Saturday, 30 May 2020

carose59: poetry (by Henry Gibson)
In a box in a box in a room we never used
(though it had several names: Pat’s room; the governess’s room; Jane Eyre’s room; the cold, dark heart of the house)
Are a big bunch of tapes.
Audiotapes.
Cassette tapes.
Plain gray.
Or grey.
No, gray.
No paper labels on them.

They aren’t mine. They never were.
Pat made them.
Patricia.
My mother called her Patricia, to avoid confusing her with all the other Pats in the family.
And she went by many of the other diminutives for Patricia;
Her family called her Patty.
But when I met her, she was Pat, and that was the only shortening of her name I ever used.
(We had other nicknames for each other that had nothing to do with our names.)

The tapes, these tapes I’m obsessing over because they are small, tangible things that I can do something with, these tapes were made before we met, but not long before. Dark Shadows, a show we loved independently from each other, aired for a short time in the months just before we met.

I taped them too.

My tapes were messy and either not labeled or labeled with an obsessive attention to detail. I’ve thrown them away without mercy or regret.
Hers contain the necessary information in a small (but not yet microscopic) and still-clear hand.
They represent hours of her time; hours of her life; hours of her joy.

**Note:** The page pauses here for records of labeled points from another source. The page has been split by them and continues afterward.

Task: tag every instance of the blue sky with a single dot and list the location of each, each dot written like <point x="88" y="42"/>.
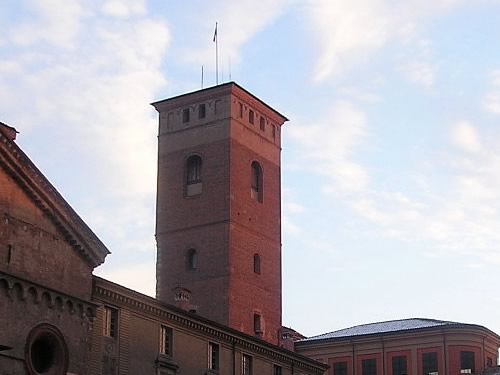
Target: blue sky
<point x="391" y="158"/>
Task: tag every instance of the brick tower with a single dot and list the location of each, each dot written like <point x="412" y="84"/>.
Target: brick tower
<point x="218" y="224"/>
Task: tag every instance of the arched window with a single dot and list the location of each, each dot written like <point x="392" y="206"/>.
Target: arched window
<point x="256" y="188"/>
<point x="256" y="264"/>
<point x="192" y="259"/>
<point x="193" y="167"/>
<point x="193" y="175"/>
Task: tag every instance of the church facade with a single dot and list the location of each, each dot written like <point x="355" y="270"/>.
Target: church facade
<point x="219" y="148"/>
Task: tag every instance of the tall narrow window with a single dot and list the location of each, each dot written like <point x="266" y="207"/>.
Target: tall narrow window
<point x="193" y="175"/>
<point x="166" y="340"/>
<point x="256" y="264"/>
<point x="213" y="356"/>
<point x="262" y="123"/>
<point x="257" y="327"/>
<point x="246" y="365"/>
<point x="256" y="189"/>
<point x="185" y="115"/>
<point x="192" y="259"/>
<point x="399" y="365"/>
<point x="467" y="363"/>
<point x="202" y="109"/>
<point x="429" y="363"/>
<point x="193" y="170"/>
<point x="340" y="368"/>
<point x="369" y="366"/>
<point x="110" y="322"/>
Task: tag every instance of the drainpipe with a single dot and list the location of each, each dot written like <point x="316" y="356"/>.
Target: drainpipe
<point x="445" y="351"/>
<point x="383" y="356"/>
<point x="353" y="360"/>
<point x="234" y="357"/>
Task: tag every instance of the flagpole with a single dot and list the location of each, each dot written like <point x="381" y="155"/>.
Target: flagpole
<point x="216" y="56"/>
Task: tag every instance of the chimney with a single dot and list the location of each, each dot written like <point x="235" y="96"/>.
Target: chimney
<point x="182" y="297"/>
<point x="8" y="131"/>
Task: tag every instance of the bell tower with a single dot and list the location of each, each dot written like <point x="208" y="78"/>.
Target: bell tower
<point x="218" y="220"/>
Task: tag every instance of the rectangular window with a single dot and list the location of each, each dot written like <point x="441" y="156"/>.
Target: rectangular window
<point x="340" y="368"/>
<point x="213" y="356"/>
<point x="185" y="115"/>
<point x="429" y="363"/>
<point x="467" y="363"/>
<point x="369" y="366"/>
<point x="110" y="322"/>
<point x="399" y="365"/>
<point x="166" y="340"/>
<point x="262" y="123"/>
<point x="202" y="111"/>
<point x="246" y="365"/>
<point x="256" y="324"/>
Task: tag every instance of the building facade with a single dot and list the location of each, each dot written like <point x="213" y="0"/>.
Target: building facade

I’ve been counseled to put them in the trash.


But there are many things I’m supposed to put in the trash.


The new rule is that less is more. I would be happier, I would be undepressed, if only I could rid myself of my things and live in a shoebox.


The new rule is to destroy everything that doesn’t bring you joy.
But so many things bring me joy. I have a whole candy box full of things that bring me joy.

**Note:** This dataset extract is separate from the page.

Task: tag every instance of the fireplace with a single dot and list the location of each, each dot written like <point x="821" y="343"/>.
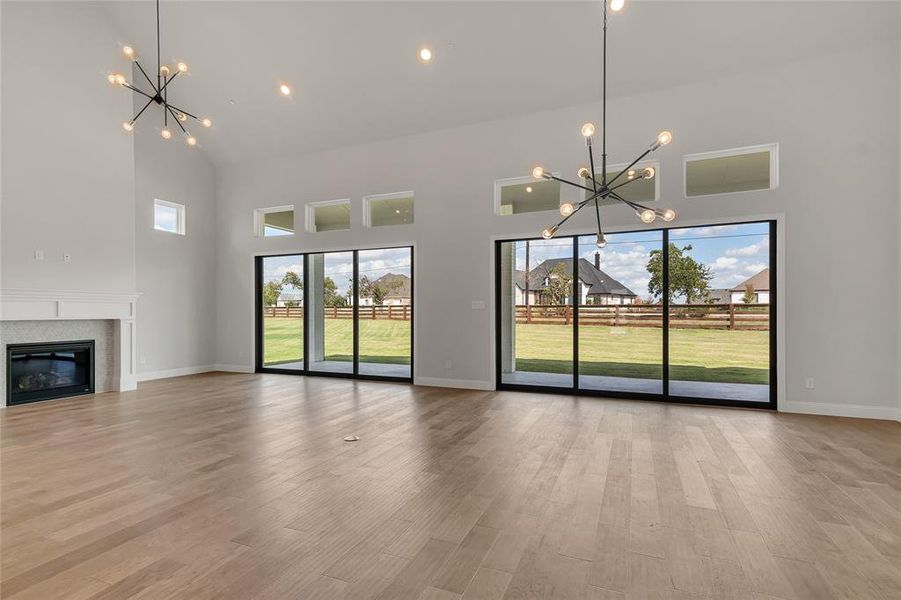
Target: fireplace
<point x="49" y="370"/>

Let me tell you the story of the pseudo origami bird.

One day I was walking past the cubicle of the woman who sat next to me, and under the conveyor between us I saw
a magenta
origami
bird.

For several days I looked at it.

It made me happy.

I wasn’t sure why it was there, but it made me happy.

Then one day, one other day, I looked at it more closely.

It was magenta and
It was paper but
It was not a bird.

It was a crumpled post-it note with enough bird-like qualities to fly past the waste basket and have a life on the floor.

I rescued it, and it now lives on my desk.

It is a crumpled post-it note, created with no intention.

It brings me joy.


And then there’s this.

I used to have a relationship with a creamer at Pier One.

Pat and I loved Pier One, back when there was a Pier One to go to,
Back when Pier One was fun.
And there was a creamer there—there were two of them.
One was shaped like a cow.
That was the one Pat favored.
The other wasn’t shaped like anything other than a creamer, but its shape was so elegant, every time I went in, I had to hold it in my hands.

We never bought it.
We had no need, we never used cream for anything, certainly not coffee.
But I miss that creamer.

It brought me joy.

I’m living in the wrong world.
This disposable society makes my heart hurt. I want to deconstruct the trash,
Sort it,
Send it where it can be composted
Upcycled
Washed
Mended
Recycled.

Throwing away things other people can use makes me hurt in the parts of me that my father passed along.

The things that give me joy are not trash,
But they are also nothing.
Nothing anybody else wants.


There is a real thing and it is happening to me.

I keep getting the message that it's time for me to go, but I’m not ready yet.